木場(もともと材木置き場)からタクシーで20分、上野に行きました。ここも満員。 国立西洋美術館の説明は下記のようになっています。「マチスは法律家を志し、法科資格試験に合格して法律事務所の書記として働くが、91年、画家を志してパリに出、ギュスターヴ・モローなどの下で美術を学んだ。新印象主義の影響を受けながら、強烈な色彩を併置するフォーヴ(野獣派)のスタイルを生み出す。ニースに活動拠点を移すと、くつろいだ雰囲気の手法で作品を制作。デッサンと色彩の融合を試みようになる。そして、光と空間の単純化と純粋化を追求した結果、"色彩でデッサンする"、「切り紙絵の世界」に到る。そのマティス芸術の集大成が、1951年に完成したヴァンスのロザリオ礼拝堂の内部装飾と言われる。1954113日、ニースで没。

モロー


ロザリオ礼拝堂
面白く思いますのはマチスもセザンヌも法律を学んでいました。医学や芸術は常に新しいもの、今まで人が見つけなかったもの、描かなかったものを求めますが、法学は判例を重んじます。つまり過去にこだわります。東大紛争の時、教養学部や文学部、農学部がすぐ医学部に呼応しましたが、最後まで紛争に消極的だったのは法学部です。法は時代を超えて簡単に変わってはならない。数学と同じかもしれません。1+2=3はいつまでも変わりません。セザンヌの絵はピカソ、マチスにも影響を与えたとありました。セザンヌは物体を切り取りキャンパスの上で画面構成をする、そして極めて合理的、「自然を円筒形と球形と円錐形によって扱いなさい。自然は平面よりも深さにおいて存在します。そのため、赤と黄で示される光の震動の中に空気を感じさせる青系統を入れる必要性があるのです」。この言葉から私はセザンヌの絵は理科系の絵ではと思いました。マチスも単純化、線や円を重んじます。法学部出の絵は面白いと思いました。マチスの切り絵は油絵と違い面白くないと思っていましたが、説明つきヘッドホーンでジャズというタイトルである。そしてジャズの演奏がバックに流れてきます。そしたら突然、絵が音楽に合わせて踊りだしました。順に並べられた切り絵が次々と楽しそうにダンスを始めました。マチスもとても素晴らしい。ポンピドーで見た同じ絵がいくつかありましたが、場所が変わり、照明が変わると、違った魅力がでてきます。

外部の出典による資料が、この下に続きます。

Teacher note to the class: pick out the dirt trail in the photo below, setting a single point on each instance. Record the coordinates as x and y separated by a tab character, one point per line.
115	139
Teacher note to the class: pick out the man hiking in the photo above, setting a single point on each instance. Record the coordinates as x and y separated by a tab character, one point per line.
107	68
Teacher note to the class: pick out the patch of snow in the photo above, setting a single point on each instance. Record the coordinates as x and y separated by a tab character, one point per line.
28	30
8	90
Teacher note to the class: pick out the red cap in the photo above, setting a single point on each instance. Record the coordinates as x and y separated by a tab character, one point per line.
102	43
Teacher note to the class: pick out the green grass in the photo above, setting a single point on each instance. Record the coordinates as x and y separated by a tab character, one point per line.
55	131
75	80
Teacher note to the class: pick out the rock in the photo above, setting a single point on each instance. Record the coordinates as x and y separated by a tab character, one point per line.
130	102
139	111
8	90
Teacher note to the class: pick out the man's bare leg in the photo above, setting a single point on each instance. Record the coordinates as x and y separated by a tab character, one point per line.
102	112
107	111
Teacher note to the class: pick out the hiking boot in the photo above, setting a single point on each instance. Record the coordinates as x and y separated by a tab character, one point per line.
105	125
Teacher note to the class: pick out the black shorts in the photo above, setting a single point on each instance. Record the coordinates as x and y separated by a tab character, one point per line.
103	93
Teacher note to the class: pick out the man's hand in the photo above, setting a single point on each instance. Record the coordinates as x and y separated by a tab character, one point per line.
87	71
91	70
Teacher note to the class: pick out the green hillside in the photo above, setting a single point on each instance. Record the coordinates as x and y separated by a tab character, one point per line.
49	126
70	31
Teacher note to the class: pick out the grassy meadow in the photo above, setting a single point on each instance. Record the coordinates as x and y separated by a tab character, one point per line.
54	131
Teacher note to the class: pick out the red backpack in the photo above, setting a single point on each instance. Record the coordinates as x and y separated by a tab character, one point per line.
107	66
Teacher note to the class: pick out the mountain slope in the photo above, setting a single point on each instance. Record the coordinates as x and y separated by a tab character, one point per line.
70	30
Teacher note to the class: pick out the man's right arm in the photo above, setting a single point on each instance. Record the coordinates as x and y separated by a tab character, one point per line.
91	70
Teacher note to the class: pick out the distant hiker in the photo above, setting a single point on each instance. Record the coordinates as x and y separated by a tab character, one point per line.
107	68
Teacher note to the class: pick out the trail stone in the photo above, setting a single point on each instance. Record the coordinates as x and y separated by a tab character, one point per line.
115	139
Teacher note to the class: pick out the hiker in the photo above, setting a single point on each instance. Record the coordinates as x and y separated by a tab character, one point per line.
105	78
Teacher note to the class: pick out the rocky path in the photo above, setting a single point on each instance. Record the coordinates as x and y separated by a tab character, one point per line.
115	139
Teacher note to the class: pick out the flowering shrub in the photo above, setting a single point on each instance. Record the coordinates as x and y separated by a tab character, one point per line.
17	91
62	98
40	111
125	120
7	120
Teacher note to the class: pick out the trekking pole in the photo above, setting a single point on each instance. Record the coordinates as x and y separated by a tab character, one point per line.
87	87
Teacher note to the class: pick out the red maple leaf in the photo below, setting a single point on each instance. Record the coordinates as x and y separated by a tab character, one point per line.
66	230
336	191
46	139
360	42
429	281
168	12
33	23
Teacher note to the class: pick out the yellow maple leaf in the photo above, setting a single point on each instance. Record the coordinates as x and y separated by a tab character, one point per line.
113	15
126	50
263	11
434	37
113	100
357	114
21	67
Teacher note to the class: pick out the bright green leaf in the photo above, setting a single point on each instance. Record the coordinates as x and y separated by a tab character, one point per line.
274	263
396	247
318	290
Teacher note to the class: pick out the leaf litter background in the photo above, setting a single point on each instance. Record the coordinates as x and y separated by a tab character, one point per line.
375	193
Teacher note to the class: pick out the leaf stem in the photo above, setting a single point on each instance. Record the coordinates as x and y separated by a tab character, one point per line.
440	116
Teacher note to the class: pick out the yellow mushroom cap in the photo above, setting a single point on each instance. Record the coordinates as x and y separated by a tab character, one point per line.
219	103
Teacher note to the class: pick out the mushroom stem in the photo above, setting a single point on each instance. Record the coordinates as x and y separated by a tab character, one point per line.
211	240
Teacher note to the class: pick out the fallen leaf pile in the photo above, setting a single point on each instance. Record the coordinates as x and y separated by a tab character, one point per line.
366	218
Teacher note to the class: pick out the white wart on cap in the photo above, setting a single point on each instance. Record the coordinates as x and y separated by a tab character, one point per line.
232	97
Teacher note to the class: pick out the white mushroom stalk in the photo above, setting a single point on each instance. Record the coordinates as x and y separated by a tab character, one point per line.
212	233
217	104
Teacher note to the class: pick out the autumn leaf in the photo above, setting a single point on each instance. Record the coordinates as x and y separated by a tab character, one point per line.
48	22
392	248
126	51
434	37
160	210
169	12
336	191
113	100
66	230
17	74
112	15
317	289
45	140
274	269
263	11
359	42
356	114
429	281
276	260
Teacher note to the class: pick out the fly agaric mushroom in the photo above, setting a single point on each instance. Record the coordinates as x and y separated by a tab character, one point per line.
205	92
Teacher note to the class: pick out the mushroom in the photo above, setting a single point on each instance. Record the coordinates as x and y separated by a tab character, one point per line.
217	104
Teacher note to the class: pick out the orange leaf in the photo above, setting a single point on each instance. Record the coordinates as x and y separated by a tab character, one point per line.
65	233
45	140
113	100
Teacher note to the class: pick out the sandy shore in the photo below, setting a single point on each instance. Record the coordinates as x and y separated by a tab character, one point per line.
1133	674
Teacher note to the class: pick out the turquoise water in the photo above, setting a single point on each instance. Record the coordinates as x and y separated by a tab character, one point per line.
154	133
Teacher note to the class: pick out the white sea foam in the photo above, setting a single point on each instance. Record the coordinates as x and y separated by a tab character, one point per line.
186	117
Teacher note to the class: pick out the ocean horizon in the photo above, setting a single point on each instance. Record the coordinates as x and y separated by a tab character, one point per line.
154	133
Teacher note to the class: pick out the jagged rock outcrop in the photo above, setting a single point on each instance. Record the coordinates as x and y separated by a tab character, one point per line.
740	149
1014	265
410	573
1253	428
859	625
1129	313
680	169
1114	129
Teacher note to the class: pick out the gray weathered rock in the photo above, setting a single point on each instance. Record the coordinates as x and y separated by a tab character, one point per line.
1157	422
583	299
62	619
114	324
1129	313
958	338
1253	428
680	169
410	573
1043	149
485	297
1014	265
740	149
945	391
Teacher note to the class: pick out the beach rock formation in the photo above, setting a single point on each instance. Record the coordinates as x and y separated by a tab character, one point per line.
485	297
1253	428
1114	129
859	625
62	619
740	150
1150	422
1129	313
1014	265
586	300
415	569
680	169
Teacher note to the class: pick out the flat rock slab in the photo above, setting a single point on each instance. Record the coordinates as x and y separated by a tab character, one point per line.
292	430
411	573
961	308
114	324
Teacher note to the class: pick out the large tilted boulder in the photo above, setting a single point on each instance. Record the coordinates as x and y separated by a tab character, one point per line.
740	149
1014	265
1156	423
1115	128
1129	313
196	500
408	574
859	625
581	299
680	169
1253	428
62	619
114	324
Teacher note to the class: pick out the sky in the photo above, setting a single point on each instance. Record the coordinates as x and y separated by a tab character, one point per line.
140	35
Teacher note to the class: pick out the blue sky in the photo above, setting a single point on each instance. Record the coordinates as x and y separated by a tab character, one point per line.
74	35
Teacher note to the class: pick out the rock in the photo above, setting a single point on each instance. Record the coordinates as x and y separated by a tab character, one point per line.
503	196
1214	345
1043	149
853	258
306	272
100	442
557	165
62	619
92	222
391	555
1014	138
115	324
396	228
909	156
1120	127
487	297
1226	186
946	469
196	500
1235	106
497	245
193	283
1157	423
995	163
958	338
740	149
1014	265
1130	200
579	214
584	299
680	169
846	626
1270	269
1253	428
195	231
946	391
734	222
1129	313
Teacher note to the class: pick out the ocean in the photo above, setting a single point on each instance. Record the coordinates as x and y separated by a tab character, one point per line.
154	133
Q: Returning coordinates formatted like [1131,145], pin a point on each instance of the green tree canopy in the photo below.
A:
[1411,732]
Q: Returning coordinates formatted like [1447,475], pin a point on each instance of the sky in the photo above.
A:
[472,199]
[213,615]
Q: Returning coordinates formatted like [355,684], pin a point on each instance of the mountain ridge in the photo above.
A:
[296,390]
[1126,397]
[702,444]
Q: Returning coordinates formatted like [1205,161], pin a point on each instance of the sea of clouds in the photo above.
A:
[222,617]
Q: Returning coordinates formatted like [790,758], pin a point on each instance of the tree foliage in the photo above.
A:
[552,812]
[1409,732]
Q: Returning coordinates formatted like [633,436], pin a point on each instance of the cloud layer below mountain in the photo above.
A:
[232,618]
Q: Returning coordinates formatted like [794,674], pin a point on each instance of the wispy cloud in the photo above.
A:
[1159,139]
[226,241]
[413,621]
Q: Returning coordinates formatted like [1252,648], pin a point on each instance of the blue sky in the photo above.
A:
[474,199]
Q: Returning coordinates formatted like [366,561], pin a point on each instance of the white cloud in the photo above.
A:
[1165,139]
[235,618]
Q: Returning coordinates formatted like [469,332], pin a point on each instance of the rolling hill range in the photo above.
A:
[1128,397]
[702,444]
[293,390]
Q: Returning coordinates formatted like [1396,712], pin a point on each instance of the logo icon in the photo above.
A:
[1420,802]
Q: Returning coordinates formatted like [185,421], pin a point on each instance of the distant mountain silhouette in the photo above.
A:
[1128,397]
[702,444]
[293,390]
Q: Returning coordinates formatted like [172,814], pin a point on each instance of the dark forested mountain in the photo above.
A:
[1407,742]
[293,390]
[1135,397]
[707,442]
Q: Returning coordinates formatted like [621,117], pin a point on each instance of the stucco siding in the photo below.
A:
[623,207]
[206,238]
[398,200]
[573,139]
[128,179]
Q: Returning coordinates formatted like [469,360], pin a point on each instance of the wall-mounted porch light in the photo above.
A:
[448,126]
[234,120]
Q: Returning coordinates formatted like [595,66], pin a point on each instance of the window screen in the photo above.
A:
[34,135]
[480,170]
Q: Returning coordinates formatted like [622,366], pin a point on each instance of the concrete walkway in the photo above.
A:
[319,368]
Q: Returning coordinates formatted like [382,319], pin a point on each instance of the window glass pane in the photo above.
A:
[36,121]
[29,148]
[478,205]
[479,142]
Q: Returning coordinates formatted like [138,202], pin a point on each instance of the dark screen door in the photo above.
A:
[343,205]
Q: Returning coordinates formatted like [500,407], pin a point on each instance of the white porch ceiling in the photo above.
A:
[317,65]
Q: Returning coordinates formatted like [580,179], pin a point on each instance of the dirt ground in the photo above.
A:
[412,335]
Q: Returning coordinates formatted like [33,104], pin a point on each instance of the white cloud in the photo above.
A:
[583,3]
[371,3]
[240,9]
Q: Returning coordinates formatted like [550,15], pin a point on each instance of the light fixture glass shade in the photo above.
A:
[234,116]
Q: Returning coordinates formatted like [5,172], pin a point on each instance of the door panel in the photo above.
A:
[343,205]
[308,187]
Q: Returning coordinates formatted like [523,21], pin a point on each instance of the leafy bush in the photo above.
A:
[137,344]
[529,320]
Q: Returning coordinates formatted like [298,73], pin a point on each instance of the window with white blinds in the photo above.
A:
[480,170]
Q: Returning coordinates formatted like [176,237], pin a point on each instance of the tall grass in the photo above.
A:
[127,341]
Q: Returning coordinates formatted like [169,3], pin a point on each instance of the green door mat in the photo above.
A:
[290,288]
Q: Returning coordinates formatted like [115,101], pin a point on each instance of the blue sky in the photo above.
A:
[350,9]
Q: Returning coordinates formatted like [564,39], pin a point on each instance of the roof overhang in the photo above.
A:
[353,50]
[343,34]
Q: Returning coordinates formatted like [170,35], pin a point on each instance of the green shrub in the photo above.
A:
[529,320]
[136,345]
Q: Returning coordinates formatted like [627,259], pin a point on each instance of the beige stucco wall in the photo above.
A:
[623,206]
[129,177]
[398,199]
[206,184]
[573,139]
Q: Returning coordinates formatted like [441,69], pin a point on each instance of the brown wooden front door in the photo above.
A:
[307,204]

ゆっくりこの二人の巨匠を見たあと、御囲地町の鰻弁慶というところで夕食、ここは私の学生時代からあるお店。浮世絵が壁に所々掛けられており値段も安く、おいしい。パリッコのように安くて庶民的でおいしいお店で食事しました。このお店の人に聞くと町並みは同じだけど、ほとんどのお店の経営者は昔と変わっているとのことでした。その後新宿へ、トイレに立ち寄ろうとして入ったTAITOというゲーセンに若者があふれていて驚きました。メダルゲーム、カードゲーム、ファイトゲーム、プリントクラブ、人形を機械の手で掴み取るマシーン、5階くらいまであって、すごい熱気です。若いカップル、孤独な若者。フランスでは、昔の画家達も時代の熱気に興奮し、それを描いたのだ、だからこういうことが現代性なのかもしれない。こういう絵を描くといいかもな、と感じました。